Последнее слово Игорь произнёс так громко, что женщина за соседним столиком моментально оторвалась от сериала, который шёл по телевизору, засунула в рот оливку и уставилась на нас тёмными глазами, густо подкрашенными тенями изумрудного цвета. Бармен на мгновение застыл с чистым бокалом в руке, будто прикидывая, стоит ли отреагировать на эмоционального посетителя, и в итоге ободряюще помахал рукой — то ли Игорю, то ли нам с Матильдой, то ли накрашенной женщине.

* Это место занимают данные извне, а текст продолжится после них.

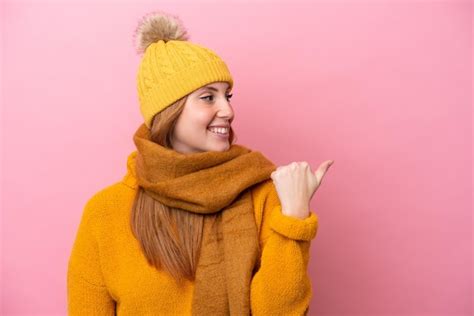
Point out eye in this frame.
[201,94,233,101]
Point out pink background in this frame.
[0,0,474,315]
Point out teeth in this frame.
[208,127,229,134]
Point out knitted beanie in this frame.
[133,11,233,128]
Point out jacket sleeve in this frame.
[250,182,318,316]
[67,198,115,316]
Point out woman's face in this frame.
[171,81,234,154]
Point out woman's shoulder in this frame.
[83,181,134,225]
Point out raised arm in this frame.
[250,182,318,316]
[67,198,115,316]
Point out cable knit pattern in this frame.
[67,152,318,316]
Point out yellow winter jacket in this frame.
[67,152,318,316]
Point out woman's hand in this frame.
[270,160,334,219]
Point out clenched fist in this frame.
[270,160,334,219]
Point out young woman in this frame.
[67,12,333,316]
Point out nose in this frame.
[218,100,234,120]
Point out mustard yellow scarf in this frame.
[134,124,276,316]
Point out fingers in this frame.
[315,160,334,184]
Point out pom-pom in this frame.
[133,11,189,54]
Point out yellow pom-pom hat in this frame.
[134,11,234,128]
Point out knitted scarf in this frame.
[133,124,276,316]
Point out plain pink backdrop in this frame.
[0,0,474,316]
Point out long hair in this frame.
[130,96,236,283]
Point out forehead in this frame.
[198,82,230,91]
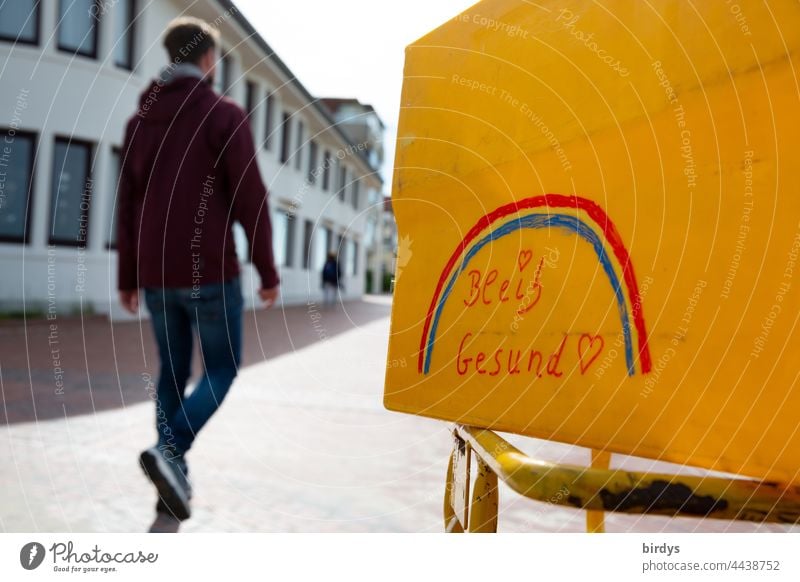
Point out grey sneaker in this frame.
[139,447,192,521]
[147,511,181,533]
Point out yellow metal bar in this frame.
[469,457,499,533]
[586,449,611,533]
[456,426,800,523]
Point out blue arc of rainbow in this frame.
[418,194,651,376]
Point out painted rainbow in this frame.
[418,194,651,376]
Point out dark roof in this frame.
[319,97,386,128]
[215,0,383,184]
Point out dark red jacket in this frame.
[117,77,279,290]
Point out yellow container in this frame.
[385,0,800,483]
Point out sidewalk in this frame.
[0,298,791,532]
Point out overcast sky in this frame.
[236,0,475,187]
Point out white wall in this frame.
[0,0,375,314]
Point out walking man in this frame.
[117,18,279,531]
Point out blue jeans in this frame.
[144,277,243,457]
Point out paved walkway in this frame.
[0,298,786,532]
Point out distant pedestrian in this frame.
[117,18,279,531]
[322,253,342,307]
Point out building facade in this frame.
[0,0,383,315]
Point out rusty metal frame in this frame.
[444,425,800,532]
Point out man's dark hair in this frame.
[164,16,219,65]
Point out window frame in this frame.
[264,90,275,151]
[294,119,306,170]
[350,179,361,210]
[322,148,333,192]
[303,218,314,271]
[47,135,97,250]
[306,139,319,184]
[0,127,39,245]
[55,0,101,60]
[336,164,347,202]
[112,0,138,71]
[104,146,122,251]
[278,111,292,164]
[244,79,259,133]
[0,0,42,46]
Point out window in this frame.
[322,150,332,192]
[303,220,314,269]
[114,0,136,71]
[106,147,122,249]
[264,93,275,150]
[281,112,292,164]
[0,0,39,44]
[50,138,92,247]
[314,227,333,271]
[0,129,36,243]
[244,79,258,129]
[308,140,319,184]
[272,210,295,267]
[339,164,347,202]
[352,176,360,210]
[214,49,233,95]
[232,221,250,264]
[344,239,358,275]
[294,121,305,170]
[58,0,100,58]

Мы сидели в баре уже, наверняка, больше двух часов. Во всяком случае двенадцать пустых длинных рюмок со следами бренди на дне определялись для меня именно таким временным отрезком. Энни, Элли и Дейзи уютным белым облаком спали на потёртом коврике у закрытой двери с надписью на испанском, которая, вероятно, обозначала, что открывать её можно только персоналу. Кларк улёгся на ноги Игорю, и, я думаю, именно этот внезапный жест доверия со стороны незнакомой собаки, помог мужчине заговорить.

***

Мы узнали, что Игорь и Лора живут в Мурманске — городе, где в августе цветёт сирень, лето бывает не каждый год, и больше сорока дней длится полярная ночь. В Бланесе у них собственная квартира. Купили они её здесь давно, когда родилась дочь. Тогда все, у кого хорошо шёл бизнес, покупали квартиры на море. У Игоря бизнес шёл отлично, поэтому квартиру они купили не просто на море, а на море в Европе. Каждый год, в июне, когда бульвары Мурманска ещё только привыкали ночевать без снежных одеял, Игорь с женой и дочерью заходил в салон бизнес-класса самолёта, следующего по маршруту «Мурманск-Барселона», и физически ощущал, как это хорошо и правильно. Особым удовольствием в нём отзывалось именно это «правильно».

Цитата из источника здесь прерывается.